- Location: Anzac Parade, Kensington, Sydney
- Full name: New College
- Motto: Initium Sapientiae Timor Domini (Latin)
- Motto in English: The Fear of the Lord is the Beginning of Wisdom
- Established: 1969
- Named for: New College, Oxford
- Master: Bill Peirson
- Undergraduates: 247
- Postgraduates: 315
- Website: newcollege.unsw.edu.au

= New College, University of New South Wales =

Residential college of the University of New South Wales

New College, University of New South Wales is a residential college, located in the UNSW campus in Sydney. The college is organised around on Anglican principles. About 250 undergraduate students, both local and international and of a variety of backgrounds, live in the original college building, and 315 graduate students are housed in the nearby New College Village. New College is also home to the Centre for Christian Apologetics, Scholarship and Education (CASE) which specialises in Christian apologetics.

==History==
New College was founded in 1969 as part of the work of the New University Colleges' Council, who instigated a no alcohol policy.

The college has two quadrangles similar to that of Basser College which was built 10 years earlier, in 1959.

The first Master was Reverend Noel A. Pollard, who filled that role until 1973, when he was succeeded by Dr Stuart Barton Babbage. In 1983 Rev Dr Bruce Kaye became master, and he held the position until 1994, when the task was taken up by Dr Allan Beavis. Trevor Cairney was named Master in 2002, and Bill Pierson has been the current Master since his appointment in 2017.

New College celebrated its 50th anniversary in 2019.

==Leadership and direction==
The college is governed by a Board who appoints a Master of the college. The current Master of the college is Adjunct Professor Bill Pierson, and the Dean of Residents is Jonathan Billingham. To maintain a strong academic focus, the college provides eight student residential advisors and eleven academic tutors. The original New College building enforces a strict no alcohol policy while in College itself.

== Student body and activities==
To be accepted into New College, students interact with Academic Referees, present characters referees and are given interviews with the Dean of Residents to determine their suitability.

In the undergraduate community, the student body is represented by the New College Student Association (NCSA), which facilitates and develops community involvement, both within the college and externally.

New College's student committees organise and run many events with the college, including an annual college ski trip, a wine and cheese tasting weekend and service trip working with children in the remote community of Bourke. Annual events include an Orientation week, the NCSA Winter Ball, Night in White, Band Night and the Fresher vs Oldies sporting events.

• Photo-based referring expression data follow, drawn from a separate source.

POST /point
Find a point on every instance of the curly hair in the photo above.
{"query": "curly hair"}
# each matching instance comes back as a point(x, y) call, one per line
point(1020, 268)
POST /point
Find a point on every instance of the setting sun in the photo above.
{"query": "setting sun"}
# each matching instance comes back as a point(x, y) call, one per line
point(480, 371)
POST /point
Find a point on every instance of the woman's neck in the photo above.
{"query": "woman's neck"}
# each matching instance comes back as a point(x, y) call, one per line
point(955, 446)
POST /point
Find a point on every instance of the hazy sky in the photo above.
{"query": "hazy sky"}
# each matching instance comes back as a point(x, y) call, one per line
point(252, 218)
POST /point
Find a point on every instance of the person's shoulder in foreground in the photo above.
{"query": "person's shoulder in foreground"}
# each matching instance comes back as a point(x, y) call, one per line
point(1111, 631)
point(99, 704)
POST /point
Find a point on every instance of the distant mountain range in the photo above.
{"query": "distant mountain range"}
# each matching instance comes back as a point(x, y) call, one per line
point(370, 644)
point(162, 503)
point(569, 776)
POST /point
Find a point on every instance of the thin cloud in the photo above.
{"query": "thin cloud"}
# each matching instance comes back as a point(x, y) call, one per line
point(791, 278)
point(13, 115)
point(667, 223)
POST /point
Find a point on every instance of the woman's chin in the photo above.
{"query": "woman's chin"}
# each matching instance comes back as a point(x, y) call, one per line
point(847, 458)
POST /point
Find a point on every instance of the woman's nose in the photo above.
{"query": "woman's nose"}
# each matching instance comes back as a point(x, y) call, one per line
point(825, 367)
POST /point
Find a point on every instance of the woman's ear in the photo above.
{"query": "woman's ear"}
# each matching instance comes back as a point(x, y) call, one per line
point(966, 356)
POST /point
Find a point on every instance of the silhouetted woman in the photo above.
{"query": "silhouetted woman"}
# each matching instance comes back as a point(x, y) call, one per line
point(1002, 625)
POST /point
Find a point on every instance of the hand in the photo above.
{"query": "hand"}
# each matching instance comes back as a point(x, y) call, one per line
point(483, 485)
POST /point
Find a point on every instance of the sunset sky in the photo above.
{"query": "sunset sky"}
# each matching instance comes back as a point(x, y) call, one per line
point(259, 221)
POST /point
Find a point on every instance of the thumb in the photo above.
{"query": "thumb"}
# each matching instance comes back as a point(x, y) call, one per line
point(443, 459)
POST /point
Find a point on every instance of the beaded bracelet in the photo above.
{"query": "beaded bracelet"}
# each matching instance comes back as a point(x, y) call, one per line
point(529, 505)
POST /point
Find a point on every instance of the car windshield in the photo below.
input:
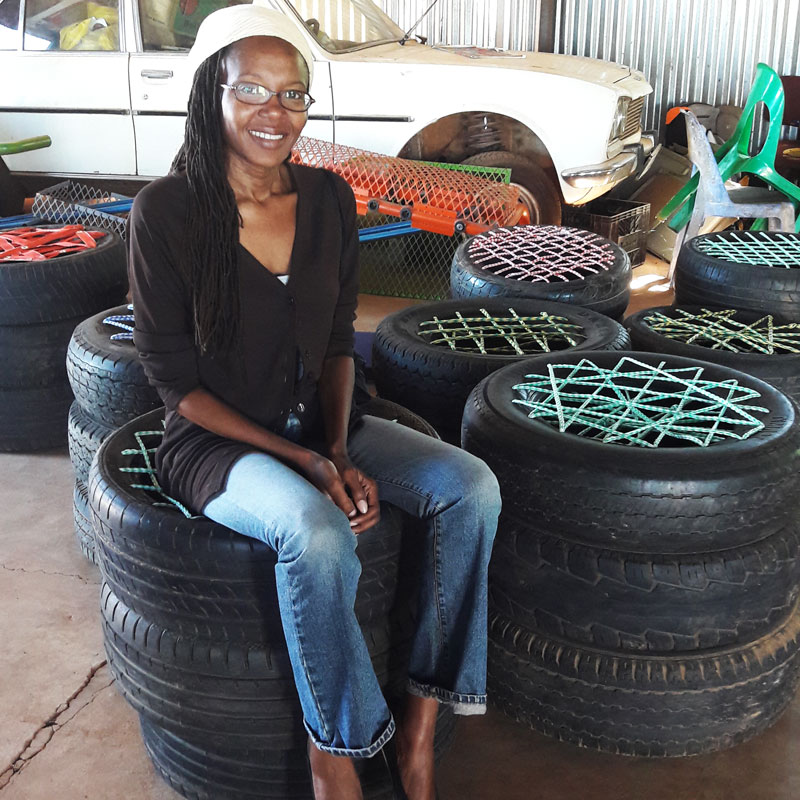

New College hosts a formal dinner every four to six weeks, with a well-known guest speaker from politics, science, business, sport or entertainment. Previous guests include former Prime Ministers Kevin Rudd and John Howard, long-term Governor of New South Wales Marie Bashir, former NSW Premier Bob Carr, Host of at the Movies Margaret Pomeranz and former Wallabies Captain, now Investment Banker Nick Farr-Jones. Students are given the opportunity to meet and speak to the guests after the dinner.

New College students stage a play or musical and a revue on campus each year. The New College Revue is the longest-running annual revue on campus at UNSW.

== Village ==

In August 2006, New College began construction of a 315-bed postgraduate residential village called New College Village, on a site diagonally opposite New College on UNSW western campus. This project was overseen by the college Master, Trevor Cairney. The site opened in early 2009, and houses about 315 students, primarily international postgraduate students from over 50 nations. Like the original New College, it provides academic tutors and pastoral care. In 2020 the Dean of New College Village is Susan Bazzana. New College Village consists of a mixture of studio apartments and 5–6 bedroom shared apartments.

== Centre for Christian Apologetics, Scholarship and Education (CASE) ==

Formerly known as Centre for Apologetic Scholarship and Education, the Centre for Christian Apologetics, Scholarship and Education was established in 2002 by Trevor Cairney as an activity of New College. Its first was director was Greg J Clarke. The aim of the centre is to explore Christianity in the context of mainstream university study and research, and educate the community on the place of the Christian worldview. CASE regularly holds seminars, conferences and courses, it runs a scholars program for current PhD students, and it produces the quarterly magazine, Case.